Tuvo una vida complicada, a veces terrible, y alcanzó la fama con directores imperecederos, Zurlinni, Visconti, Fellini o Leone para títulos tan contundentes como La chica con la maleta, Rocco y sus hermanos, Ocho y medio, El gatopardo, Hasta que llegó su hora.
También se dio una vuelta por Hollywood, pero sin perseverar. Gracias a esas esporádicas apariciones en la industria estadounidense nos deslumbró en Los profesionales, de Richard Brooks y derrochó esa sonrisa suya en La pantera rosa, de Blake Edwards.
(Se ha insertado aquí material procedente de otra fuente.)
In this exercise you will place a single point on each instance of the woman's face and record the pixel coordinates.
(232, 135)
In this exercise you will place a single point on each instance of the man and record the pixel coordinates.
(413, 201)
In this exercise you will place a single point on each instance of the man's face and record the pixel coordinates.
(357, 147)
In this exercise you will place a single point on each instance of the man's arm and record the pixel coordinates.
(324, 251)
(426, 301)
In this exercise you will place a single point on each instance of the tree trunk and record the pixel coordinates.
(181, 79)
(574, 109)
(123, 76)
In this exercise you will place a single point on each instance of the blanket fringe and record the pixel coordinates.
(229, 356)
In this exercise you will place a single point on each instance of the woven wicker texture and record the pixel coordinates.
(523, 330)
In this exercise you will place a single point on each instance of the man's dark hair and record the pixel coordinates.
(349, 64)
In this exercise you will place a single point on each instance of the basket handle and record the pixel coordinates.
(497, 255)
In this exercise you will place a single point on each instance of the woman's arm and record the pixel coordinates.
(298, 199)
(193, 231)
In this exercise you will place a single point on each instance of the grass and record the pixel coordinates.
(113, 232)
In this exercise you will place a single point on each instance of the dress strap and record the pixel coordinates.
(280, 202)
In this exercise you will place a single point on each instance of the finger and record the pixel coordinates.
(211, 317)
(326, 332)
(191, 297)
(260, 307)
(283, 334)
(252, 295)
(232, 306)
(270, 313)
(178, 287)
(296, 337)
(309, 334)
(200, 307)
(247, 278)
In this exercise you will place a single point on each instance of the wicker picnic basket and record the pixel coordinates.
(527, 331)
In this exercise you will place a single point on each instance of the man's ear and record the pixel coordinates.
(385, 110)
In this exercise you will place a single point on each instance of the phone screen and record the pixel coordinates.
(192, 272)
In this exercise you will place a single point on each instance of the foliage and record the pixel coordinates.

Jugó casi en casa participando en una de las que armaba Samuel Bronston en España, El fabuloso mundo del circo, de Henry Hathaway, y se metió en la aventura loca y selvática de Klaus Kinski y Werner Herzog llamada Fitzcarraldo. Deslumbraba en todas. A buena parte de la afición le resultó difícil saber lo bien que actuaba Claudia hasta que el tiempo acabó con aquel físico de ensueño.
De ella podía bastar hasta una imagen fija y magnética: la instantánea para el disco de Bob Dylan, su recuperación de musa en un cartel del Cannes reciente, que no compartía con nadie.
En los pases de tv, ciclos de festival, filmotecas y elecciones a clic de la cinefilia más mitómana seguirá reinando. Eternamente carnal y dulce, nos sonreirá aquella que subrayaba cualquier reparto con solo recomendar la película diciendo: "actúa la Cardinale".